Main objective of the research programme is to study the interaction between light and living tissue with the purpose of understanding, optimizing and further developing applications of light for diagnosis and treatment of disease. In contrast to other physical modalities used for diagnostic or therapeutic purposes, such as ionizing radiation, light has only shallow penetration in living tissue. This apparent limitation renders it excellently suitable for diagnosis and treatment of superficial disease.
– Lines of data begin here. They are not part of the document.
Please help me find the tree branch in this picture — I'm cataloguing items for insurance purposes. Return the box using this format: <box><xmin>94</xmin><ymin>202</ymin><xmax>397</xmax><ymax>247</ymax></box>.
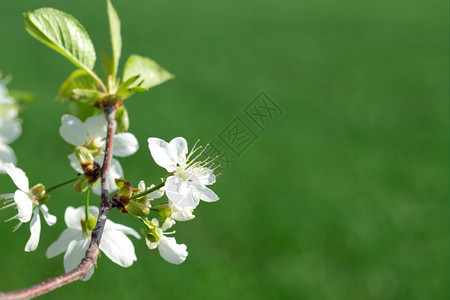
<box><xmin>0</xmin><ymin>106</ymin><xmax>117</xmax><ymax>300</ymax></box>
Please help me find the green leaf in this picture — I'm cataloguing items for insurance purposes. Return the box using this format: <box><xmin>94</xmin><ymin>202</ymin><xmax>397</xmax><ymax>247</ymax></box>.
<box><xmin>56</xmin><ymin>69</ymin><xmax>97</xmax><ymax>101</ymax></box>
<box><xmin>123</xmin><ymin>55</ymin><xmax>174</xmax><ymax>89</ymax></box>
<box><xmin>69</xmin><ymin>89</ymin><xmax>106</xmax><ymax>105</ymax></box>
<box><xmin>108</xmin><ymin>0</ymin><xmax>122</xmax><ymax>78</ymax></box>
<box><xmin>9</xmin><ymin>90</ymin><xmax>35</xmax><ymax>111</ymax></box>
<box><xmin>24</xmin><ymin>8</ymin><xmax>96</xmax><ymax>73</ymax></box>
<box><xmin>66</xmin><ymin>102</ymin><xmax>100</xmax><ymax>122</ymax></box>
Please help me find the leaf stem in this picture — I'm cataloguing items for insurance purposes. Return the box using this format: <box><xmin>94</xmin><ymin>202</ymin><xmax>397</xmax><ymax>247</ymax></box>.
<box><xmin>45</xmin><ymin>176</ymin><xmax>79</xmax><ymax>194</ymax></box>
<box><xmin>84</xmin><ymin>189</ymin><xmax>91</xmax><ymax>224</ymax></box>
<box><xmin>130</xmin><ymin>181</ymin><xmax>166</xmax><ymax>200</ymax></box>
<box><xmin>0</xmin><ymin>106</ymin><xmax>117</xmax><ymax>300</ymax></box>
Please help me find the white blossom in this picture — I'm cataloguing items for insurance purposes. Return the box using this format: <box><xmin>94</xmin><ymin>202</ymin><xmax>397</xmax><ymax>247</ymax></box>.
<box><xmin>148</xmin><ymin>137</ymin><xmax>219</xmax><ymax>210</ymax></box>
<box><xmin>145</xmin><ymin>218</ymin><xmax>188</xmax><ymax>265</ymax></box>
<box><xmin>46</xmin><ymin>206</ymin><xmax>140</xmax><ymax>281</ymax></box>
<box><xmin>0</xmin><ymin>163</ymin><xmax>56</xmax><ymax>252</ymax></box>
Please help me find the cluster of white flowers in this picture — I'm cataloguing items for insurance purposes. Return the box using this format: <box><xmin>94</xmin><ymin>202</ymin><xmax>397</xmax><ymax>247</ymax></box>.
<box><xmin>0</xmin><ymin>79</ymin><xmax>22</xmax><ymax>173</ymax></box>
<box><xmin>0</xmin><ymin>111</ymin><xmax>219</xmax><ymax>280</ymax></box>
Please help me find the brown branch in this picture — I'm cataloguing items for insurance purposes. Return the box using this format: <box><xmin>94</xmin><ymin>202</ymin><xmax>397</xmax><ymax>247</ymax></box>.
<box><xmin>0</xmin><ymin>106</ymin><xmax>117</xmax><ymax>300</ymax></box>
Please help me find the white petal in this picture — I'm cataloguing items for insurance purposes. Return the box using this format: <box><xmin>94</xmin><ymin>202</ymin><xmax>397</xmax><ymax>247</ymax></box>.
<box><xmin>113</xmin><ymin>132</ymin><xmax>139</xmax><ymax>157</ymax></box>
<box><xmin>145</xmin><ymin>239</ymin><xmax>159</xmax><ymax>250</ymax></box>
<box><xmin>14</xmin><ymin>190</ymin><xmax>33</xmax><ymax>223</ymax></box>
<box><xmin>170</xmin><ymin>203</ymin><xmax>195</xmax><ymax>221</ymax></box>
<box><xmin>45</xmin><ymin>228</ymin><xmax>83</xmax><ymax>258</ymax></box>
<box><xmin>0</xmin><ymin>119</ymin><xmax>22</xmax><ymax>144</ymax></box>
<box><xmin>169</xmin><ymin>137</ymin><xmax>188</xmax><ymax>166</ymax></box>
<box><xmin>40</xmin><ymin>204</ymin><xmax>56</xmax><ymax>226</ymax></box>
<box><xmin>0</xmin><ymin>105</ymin><xmax>19</xmax><ymax>120</ymax></box>
<box><xmin>59</xmin><ymin>115</ymin><xmax>88</xmax><ymax>146</ymax></box>
<box><xmin>161</xmin><ymin>218</ymin><xmax>176</xmax><ymax>231</ymax></box>
<box><xmin>165</xmin><ymin>176</ymin><xmax>200</xmax><ymax>210</ymax></box>
<box><xmin>193</xmin><ymin>168</ymin><xmax>216</xmax><ymax>185</ymax></box>
<box><xmin>67</xmin><ymin>153</ymin><xmax>83</xmax><ymax>174</ymax></box>
<box><xmin>158</xmin><ymin>237</ymin><xmax>188</xmax><ymax>265</ymax></box>
<box><xmin>107</xmin><ymin>220</ymin><xmax>141</xmax><ymax>239</ymax></box>
<box><xmin>64</xmin><ymin>205</ymin><xmax>98</xmax><ymax>231</ymax></box>
<box><xmin>64</xmin><ymin>237</ymin><xmax>92</xmax><ymax>281</ymax></box>
<box><xmin>84</xmin><ymin>114</ymin><xmax>107</xmax><ymax>140</ymax></box>
<box><xmin>0</xmin><ymin>142</ymin><xmax>17</xmax><ymax>174</ymax></box>
<box><xmin>138</xmin><ymin>180</ymin><xmax>144</xmax><ymax>192</ymax></box>
<box><xmin>147</xmin><ymin>138</ymin><xmax>177</xmax><ymax>172</ymax></box>
<box><xmin>147</xmin><ymin>184</ymin><xmax>164</xmax><ymax>199</ymax></box>
<box><xmin>93</xmin><ymin>155</ymin><xmax>123</xmax><ymax>195</ymax></box>
<box><xmin>100</xmin><ymin>220</ymin><xmax>137</xmax><ymax>267</ymax></box>
<box><xmin>25</xmin><ymin>208</ymin><xmax>41</xmax><ymax>252</ymax></box>
<box><xmin>5</xmin><ymin>163</ymin><xmax>29</xmax><ymax>193</ymax></box>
Fueled by rapid developments in optoelectronics, lasers and fiber optic technology, these techniques can be applied in vivo, in a non-invasive or minimally invasive manner. Research activities comprise ex vivo and animal experiments, as well as clinical studies. Current research activities are centered around two strongly interrelated research lines: photodynamic therapy (PDT) and optical diagnostics (OD).

PDT

Photodynamic therapy is a therapeutic technique that is based on the interaction of a light sensitive drug with light. PDT has been under study for several decades and is now an emerging treatment modality for a range of primarily malignant conditions. It is under clinical investigation for the treatment of cancers of head and neck, bladder, lung, prostate, esophagus, brain, and skin and several non-malignant indications. For age-related macula degeneration (AMD) and non-melanoma skin cancer PDT is now the gold standard therapy.

OD

Early attempts to use optical techniques for detecting cancer date from more than a century ago and were partly inspired by the fluorescent emission from the drugs used in early photodynamic therapy. The dramatic technological developments in optics and optoelectronics that have started a decade ago have enabled the use of a large number of new non invasive non destructive optical sampling techniques to probe inside the body. So far, my research group has a history in fluorescence imaging and spectroscopy as well as diffuse reflection spectroscopy. These techniques have been investigated for the diagnosis of cancer and are currently being used routinely in monitoring photodynamic therapy.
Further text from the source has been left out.